On November 29, 1995, claimant's decedent, who delivered fuel oil for the employer, notified the employer that he felt ill and was leaving work to seek medical attention.   Following his collapse in his doctor's office, decedent was taken to a local hospital, where he died five days later.   The death certificate listed the cause of death as heart failure due to an acute myocardial infarction.

Claimant, decedent's spouse, thereafter filed a claim for workers' compensation death benefits.   The Workers' Compensation Board ultimately reversed the Workers' Compensation Law Judge's decision denying the claim for benefits, finding that decedent's work activities contributed to the myocardial infarction and that decedent's resulting death was an accidental injury arising out of and in the course of employment.   This appeal by the employer and its workers' compensation insurance carrier (hereinafter collectively referred to as the employer) ensued.

We affirm.   As a starting point, we need not consider the applicability of Workers' Compensation Law § 21;  the Board's finding of causal relationship was not based upon the presumption contained therein but, rather, upon the testimony adduced at the underlying hearing (see, Matter of Gordon v.
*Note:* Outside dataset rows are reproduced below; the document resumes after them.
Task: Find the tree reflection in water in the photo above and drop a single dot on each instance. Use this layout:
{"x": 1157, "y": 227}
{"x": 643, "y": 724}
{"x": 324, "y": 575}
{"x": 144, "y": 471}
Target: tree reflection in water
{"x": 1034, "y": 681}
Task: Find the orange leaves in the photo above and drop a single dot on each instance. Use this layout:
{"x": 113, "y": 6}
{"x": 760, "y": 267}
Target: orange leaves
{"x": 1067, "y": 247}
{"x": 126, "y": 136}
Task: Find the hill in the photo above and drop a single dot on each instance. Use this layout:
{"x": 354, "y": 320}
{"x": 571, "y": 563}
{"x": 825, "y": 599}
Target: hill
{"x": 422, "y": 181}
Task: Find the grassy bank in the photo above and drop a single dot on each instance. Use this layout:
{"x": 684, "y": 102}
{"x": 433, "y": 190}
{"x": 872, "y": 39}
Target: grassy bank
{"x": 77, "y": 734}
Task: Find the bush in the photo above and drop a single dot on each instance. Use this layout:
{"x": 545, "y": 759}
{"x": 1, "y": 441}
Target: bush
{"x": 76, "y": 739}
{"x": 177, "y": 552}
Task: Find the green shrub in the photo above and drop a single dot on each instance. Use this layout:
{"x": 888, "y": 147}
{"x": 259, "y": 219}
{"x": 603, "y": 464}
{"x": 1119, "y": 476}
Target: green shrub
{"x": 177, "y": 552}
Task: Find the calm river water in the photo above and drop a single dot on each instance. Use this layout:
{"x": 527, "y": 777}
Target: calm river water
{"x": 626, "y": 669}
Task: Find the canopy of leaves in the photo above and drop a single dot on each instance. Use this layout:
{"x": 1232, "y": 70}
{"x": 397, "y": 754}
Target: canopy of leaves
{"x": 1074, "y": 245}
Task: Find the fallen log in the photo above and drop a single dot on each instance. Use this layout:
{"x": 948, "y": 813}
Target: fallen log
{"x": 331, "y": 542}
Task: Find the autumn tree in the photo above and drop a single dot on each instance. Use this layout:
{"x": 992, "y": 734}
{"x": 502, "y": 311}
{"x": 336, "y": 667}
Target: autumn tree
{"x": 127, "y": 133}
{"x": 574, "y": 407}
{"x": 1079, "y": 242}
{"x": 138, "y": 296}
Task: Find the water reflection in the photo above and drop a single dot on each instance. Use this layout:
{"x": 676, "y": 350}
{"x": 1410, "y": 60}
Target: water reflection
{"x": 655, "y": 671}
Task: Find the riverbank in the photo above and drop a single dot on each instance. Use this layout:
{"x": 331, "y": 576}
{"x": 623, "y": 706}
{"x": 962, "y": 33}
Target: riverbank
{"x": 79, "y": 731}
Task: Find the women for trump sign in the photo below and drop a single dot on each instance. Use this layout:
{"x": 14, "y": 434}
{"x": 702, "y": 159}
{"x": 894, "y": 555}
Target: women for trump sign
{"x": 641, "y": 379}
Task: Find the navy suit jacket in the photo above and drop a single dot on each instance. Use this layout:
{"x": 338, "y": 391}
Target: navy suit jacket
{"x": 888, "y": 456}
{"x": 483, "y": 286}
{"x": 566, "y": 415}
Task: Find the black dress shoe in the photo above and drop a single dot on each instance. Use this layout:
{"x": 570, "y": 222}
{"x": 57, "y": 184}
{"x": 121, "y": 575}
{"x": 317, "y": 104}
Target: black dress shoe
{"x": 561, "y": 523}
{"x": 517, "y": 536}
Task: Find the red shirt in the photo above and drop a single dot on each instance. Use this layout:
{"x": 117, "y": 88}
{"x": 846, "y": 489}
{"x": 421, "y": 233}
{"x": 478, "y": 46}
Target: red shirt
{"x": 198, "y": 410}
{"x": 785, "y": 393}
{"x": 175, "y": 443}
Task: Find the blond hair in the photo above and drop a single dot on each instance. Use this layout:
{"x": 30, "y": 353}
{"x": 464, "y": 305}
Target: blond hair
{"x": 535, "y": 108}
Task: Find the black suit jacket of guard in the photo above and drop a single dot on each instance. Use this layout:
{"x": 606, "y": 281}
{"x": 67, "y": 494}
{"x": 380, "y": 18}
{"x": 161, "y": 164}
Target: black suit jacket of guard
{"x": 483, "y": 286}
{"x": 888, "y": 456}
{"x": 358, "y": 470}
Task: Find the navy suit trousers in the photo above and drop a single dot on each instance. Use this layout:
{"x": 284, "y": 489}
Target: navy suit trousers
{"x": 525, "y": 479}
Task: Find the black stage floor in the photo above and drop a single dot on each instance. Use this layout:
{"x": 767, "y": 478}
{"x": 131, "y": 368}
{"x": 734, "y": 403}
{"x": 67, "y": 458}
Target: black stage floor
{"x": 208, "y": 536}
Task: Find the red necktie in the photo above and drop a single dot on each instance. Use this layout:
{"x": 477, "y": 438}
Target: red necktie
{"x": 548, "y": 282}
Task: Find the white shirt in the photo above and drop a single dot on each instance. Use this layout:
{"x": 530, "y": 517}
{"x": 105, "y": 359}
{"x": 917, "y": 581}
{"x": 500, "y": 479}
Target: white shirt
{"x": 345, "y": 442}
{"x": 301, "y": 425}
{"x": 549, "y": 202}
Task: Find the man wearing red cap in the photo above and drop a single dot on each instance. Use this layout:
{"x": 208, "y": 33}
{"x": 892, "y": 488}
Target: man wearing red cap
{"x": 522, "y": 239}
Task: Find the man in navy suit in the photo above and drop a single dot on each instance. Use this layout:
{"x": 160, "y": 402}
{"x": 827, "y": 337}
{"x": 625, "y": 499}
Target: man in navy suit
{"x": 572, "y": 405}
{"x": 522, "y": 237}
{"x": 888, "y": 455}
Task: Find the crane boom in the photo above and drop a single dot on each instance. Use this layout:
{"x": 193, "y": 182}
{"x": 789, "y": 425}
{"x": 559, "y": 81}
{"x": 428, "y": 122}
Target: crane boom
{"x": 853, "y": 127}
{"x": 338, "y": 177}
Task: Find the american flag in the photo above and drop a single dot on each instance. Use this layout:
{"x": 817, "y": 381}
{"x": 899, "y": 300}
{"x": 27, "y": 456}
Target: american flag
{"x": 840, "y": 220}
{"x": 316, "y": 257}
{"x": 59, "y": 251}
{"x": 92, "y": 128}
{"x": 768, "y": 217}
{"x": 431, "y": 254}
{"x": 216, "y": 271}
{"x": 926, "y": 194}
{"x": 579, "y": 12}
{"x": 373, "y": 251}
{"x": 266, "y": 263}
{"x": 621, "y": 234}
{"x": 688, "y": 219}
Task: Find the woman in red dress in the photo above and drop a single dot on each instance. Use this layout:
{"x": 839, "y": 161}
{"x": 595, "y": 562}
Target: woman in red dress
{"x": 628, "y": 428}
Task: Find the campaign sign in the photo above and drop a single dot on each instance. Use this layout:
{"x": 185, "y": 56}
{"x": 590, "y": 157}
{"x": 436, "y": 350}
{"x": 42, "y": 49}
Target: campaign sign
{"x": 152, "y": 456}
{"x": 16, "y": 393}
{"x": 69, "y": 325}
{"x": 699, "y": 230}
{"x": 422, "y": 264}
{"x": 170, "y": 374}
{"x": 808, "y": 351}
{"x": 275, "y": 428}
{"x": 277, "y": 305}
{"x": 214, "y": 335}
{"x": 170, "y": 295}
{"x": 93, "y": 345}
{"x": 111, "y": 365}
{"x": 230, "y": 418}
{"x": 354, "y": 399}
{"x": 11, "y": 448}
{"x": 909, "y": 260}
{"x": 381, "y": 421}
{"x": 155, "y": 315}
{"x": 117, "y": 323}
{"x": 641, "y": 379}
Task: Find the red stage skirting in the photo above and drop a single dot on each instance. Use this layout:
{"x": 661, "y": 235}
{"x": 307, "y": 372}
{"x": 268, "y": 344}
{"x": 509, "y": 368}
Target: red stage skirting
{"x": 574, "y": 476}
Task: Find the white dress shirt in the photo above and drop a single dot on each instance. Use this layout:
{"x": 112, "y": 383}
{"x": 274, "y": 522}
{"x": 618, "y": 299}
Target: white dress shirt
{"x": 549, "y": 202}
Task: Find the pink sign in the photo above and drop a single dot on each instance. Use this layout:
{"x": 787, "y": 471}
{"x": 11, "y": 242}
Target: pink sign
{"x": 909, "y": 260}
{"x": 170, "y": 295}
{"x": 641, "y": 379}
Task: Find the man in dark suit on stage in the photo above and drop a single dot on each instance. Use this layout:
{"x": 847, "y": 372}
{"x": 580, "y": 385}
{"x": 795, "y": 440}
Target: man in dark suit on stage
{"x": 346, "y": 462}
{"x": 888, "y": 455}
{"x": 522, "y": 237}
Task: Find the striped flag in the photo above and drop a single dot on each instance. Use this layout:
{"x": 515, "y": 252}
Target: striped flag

Paul, 233 A.D.2d 798, 650 N.Y.S.2d 316).

Turning to the merits, the testimony and documentary evidence reveal that decedent's cardiologist was of the view that the physical demands of decedent's work activities and certain environmental conditions relating to decedent's employment were significant contributing factors to decedent's myocardial infarction.   While the cardiologist who reviewed decedent's medical history on behalf of the employer was unable to causally relate decedent's myocardial infarction to decedent's employment, noting that decedent's medical history included certain preexisting conditions and risk factors for heart disease, the Board was free to resolve this conflicting medical testimony in claimant's favor (see generally, Matter of De Blasio v. New York City Dept. of Highways, 246 A.D.2d 837, 838, 668 N.Y.S.2d 280, lv. denied 91 N.Y.2d 813, 674 N.Y.S.2d 278, 697 N.E.2d 179).   We therefore conclude that the Board's decision is supported by substantial evidence in the record as a whole, despite the existence of evidence to support a contrary result (see, Matter of Castillo v. Bank of Nova Scotia, 268 A.D.2d 906, 702 N.Y.S.2d 448).   The employer's remaining contentions have been examined and found to be lacking in merit.

ORDERED that the decision is affirmed, without costs.

CREW III, J.

CARDONA, P.J., MERCURE, PETERS and MUGGLIN, JJ., concur.